Projetos no Congresso Nacional

O primeiro é de 2009, o PL 5278/2009, da deputada Alice Portugal (PCdoB-BA), que propõe um piso de R$ 3.720,00 para uma jornada de trabalho de 30 horas semanais.

A proposta, no entanto, foi travada na Comissão de Finanças e Trabalho da Câmara, em 2015, sob justificativa de impasse técnico para a previsão orçamentária na definição de novos salários. Em 2019, o projeto foi desarquivado e direcionado à Comissão de Seguridade Social e Família, mas não avançou desde então.

Em Sergipe, mais de 4.800 assistentes sociais do estado lutam pela aprovação do piso salarial da categoria.

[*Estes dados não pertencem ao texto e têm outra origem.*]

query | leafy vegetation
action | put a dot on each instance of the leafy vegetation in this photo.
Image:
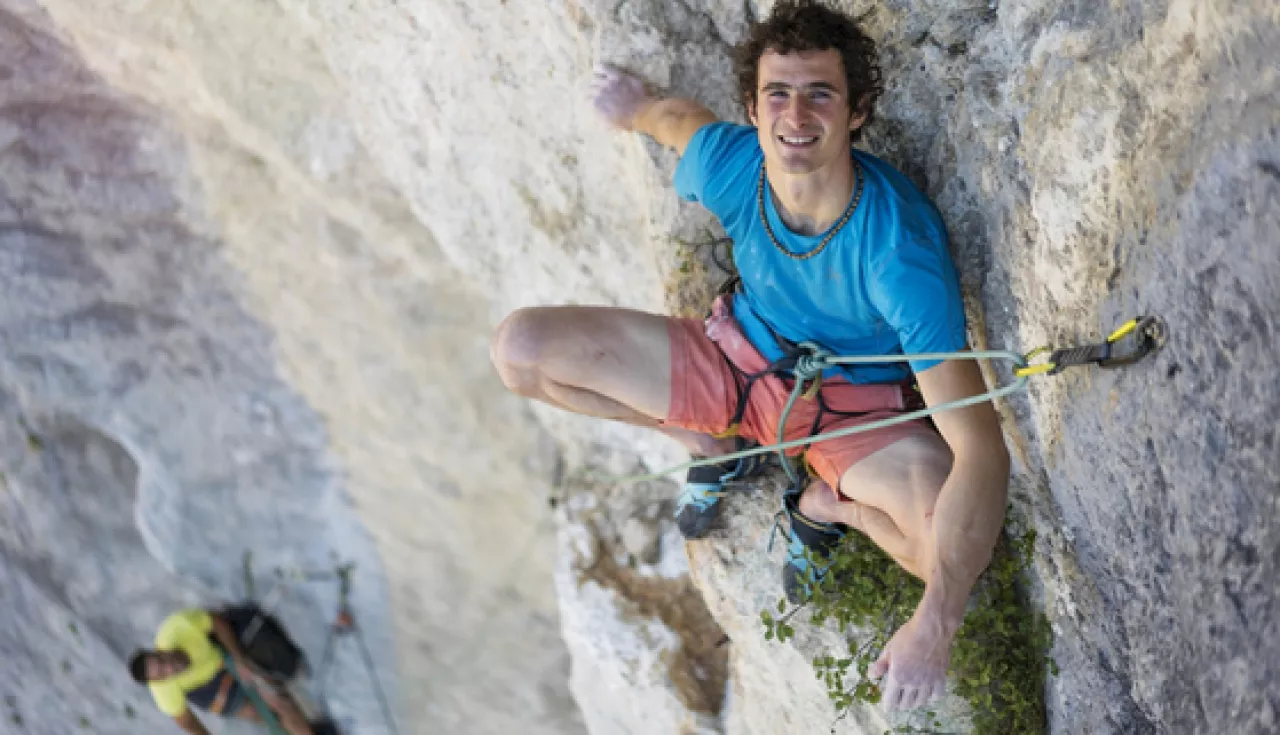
(999, 660)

Em 2019, o deputado cearense Célio Studart (PSD) apresentou o PL 1827/19, definindo piso de R$ 4.200. À época, o parlamentar ressaltou que propostas com pretensão semelhante – pelo menos sete desde 1988 – acabaram arquivadas sem terem sido votadas pelo Plenário. O projeto está parado na Comissão de Seguridade Social e Família desde junho de 2021.

Em maio de 2020, o senador Fabiano Contarato (Rede/ES) apresentou o projeto 2693/2020 com valor ainda maior para o piso: R$ 7.315,00, para carga horária de 30 horas semanais, com reajuste anual com base no índice Nacional de Preços ao Consumidor (INPC). A proposta, no entanto, nunca passou da fase de protocolo na Casa.

No ano passado, foi a vez do deputado Zé Vitor (PL-MG) resgatar a discussão. Ele apresentou o projeto de lei 41/21, com previsão do piso em R$ 5.500. A tramitação dessa proposta foi atrelada ao projeto de Célio Studart, ou seja, caminham juntas na Casa, parada em comissão.